LaMotte said that although the Center for STEM Diversity has come a long way in the past few years, she believes that there is still a long path ahead. Tuor echoed this.

“[Tufts] does a lot of outreach to low income people of color who are first-generation … and I feel like there’s more space here, but [women of color] are definitely still a minority group on this campus,” Tuor said.

LaMotte told the Daily that she hopes to expand two programs at Tufts that cater to minority students in STEM fields at Tufts: the Bridge to Engineering Success at Tufts (BEST) program and the Redefining the Image of Science and Engineering (RISE) program. 

“[There is a] plan to continue the BEST program and grow the RISE program to a year-long seminar as well as finding other ways to engage and support more underrepresented students in STEM,” LaMotte said.

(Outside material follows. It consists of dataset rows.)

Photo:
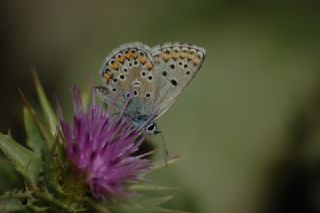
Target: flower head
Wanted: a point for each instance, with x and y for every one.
(102, 146)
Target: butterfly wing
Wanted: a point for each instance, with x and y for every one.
(176, 65)
(129, 72)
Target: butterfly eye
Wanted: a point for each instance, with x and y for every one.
(199, 54)
(164, 73)
(183, 52)
(119, 58)
(122, 77)
(147, 95)
(143, 74)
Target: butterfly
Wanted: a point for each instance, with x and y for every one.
(150, 78)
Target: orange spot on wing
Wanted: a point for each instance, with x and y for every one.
(175, 55)
(120, 58)
(134, 53)
(149, 66)
(107, 76)
(142, 59)
(183, 54)
(127, 54)
(190, 56)
(114, 65)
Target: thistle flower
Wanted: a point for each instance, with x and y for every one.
(102, 146)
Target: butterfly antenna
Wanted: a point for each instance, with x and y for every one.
(164, 148)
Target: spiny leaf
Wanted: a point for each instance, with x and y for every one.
(150, 187)
(11, 205)
(45, 132)
(24, 160)
(45, 105)
(34, 139)
(162, 164)
(157, 201)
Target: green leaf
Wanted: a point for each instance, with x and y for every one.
(156, 201)
(34, 139)
(45, 132)
(11, 205)
(24, 160)
(150, 187)
(143, 204)
(45, 105)
(162, 164)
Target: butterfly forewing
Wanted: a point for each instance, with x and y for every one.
(176, 65)
(129, 72)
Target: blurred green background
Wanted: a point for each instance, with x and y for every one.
(249, 124)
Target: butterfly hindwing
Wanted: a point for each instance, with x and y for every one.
(176, 65)
(128, 72)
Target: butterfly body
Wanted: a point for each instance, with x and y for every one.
(148, 80)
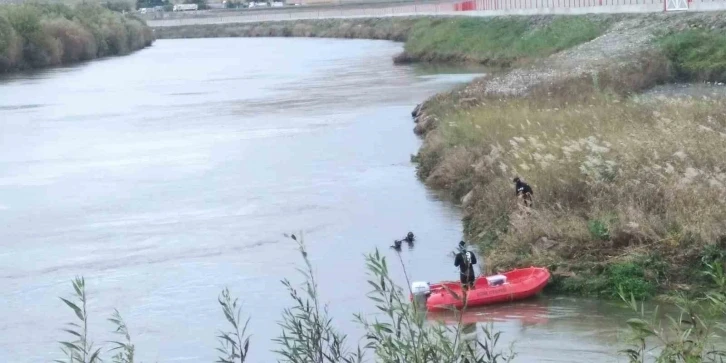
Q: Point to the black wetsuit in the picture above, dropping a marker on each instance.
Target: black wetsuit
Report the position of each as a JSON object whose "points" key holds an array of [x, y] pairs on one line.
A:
{"points": [[465, 261], [525, 190]]}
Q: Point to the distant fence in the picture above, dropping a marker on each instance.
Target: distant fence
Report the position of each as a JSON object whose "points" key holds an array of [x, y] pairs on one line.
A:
{"points": [[466, 7], [586, 6]]}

She added that the programs will eventually be streamlined to fit the most effective framework for Tufts students.

Reflecting on her past, LaMotte said that she has felt “out of place in an academic environment.” However, she told TuftsNow that the position at the Center for STEM Diversity is “her dream job,” where she can work to support STEM majors, specifically engineers who she feels are lacking the most in support for minorities.

“I wish I knew about the opportunity that the Center for STEM Diversity holds,” Roger Gu, a junior, said. “I want to take advantage of any facet I can [as] the pool of people who look like me in my major grows smaller and smaller every year.”

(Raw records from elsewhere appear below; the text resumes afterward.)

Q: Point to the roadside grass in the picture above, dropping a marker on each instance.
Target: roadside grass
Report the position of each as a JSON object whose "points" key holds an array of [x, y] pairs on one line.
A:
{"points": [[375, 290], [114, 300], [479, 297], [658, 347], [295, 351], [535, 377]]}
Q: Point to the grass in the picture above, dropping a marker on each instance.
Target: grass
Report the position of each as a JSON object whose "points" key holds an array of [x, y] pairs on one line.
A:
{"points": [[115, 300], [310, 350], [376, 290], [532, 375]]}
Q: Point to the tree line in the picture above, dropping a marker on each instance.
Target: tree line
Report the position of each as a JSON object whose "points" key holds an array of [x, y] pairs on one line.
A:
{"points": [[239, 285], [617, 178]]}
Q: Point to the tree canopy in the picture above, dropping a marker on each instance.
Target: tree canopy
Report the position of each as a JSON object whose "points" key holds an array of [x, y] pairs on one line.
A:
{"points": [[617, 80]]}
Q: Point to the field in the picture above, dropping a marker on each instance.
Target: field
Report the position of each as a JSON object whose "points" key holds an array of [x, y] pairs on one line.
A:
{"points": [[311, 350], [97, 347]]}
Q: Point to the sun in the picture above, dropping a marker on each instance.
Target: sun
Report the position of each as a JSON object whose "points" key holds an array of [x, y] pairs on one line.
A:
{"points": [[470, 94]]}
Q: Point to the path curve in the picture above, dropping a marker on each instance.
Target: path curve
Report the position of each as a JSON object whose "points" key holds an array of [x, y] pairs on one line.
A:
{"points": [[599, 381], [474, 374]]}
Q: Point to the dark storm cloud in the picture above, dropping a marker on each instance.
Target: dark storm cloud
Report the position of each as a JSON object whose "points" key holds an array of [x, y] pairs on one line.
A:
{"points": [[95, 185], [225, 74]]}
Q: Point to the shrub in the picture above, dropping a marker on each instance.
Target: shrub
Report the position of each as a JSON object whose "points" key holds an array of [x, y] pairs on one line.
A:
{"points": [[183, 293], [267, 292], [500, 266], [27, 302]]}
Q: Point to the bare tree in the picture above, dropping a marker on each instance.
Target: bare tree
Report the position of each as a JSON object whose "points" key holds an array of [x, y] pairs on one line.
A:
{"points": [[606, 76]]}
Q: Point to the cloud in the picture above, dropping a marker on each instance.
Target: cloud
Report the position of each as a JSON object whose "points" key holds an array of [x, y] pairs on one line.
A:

LaMotte hopes to collaborate with national organizations and student groups that have similar goals to support diversity in STEM.

“[We should continue] to connect with the STEM clubs that support underrepresented student populations like the National Society of Black Engineers [and] Out in STEM … to showcase the Center’s work and activities,” LaMotte said.

LaMotte said that despite the small number of minority students in STEM, unrepresented students have more to look forward to as LaMotte wishes to expand to the arts and sciences curriculum and majors available. The Office of Student Success and Advising is working with LaMotte to create greater visibility of her programs and support for the underrepresented profile.

“It’s really nice to see that kind of representation now … there’s mostly kids from my generation that are moving up in economic class,” Tuor said.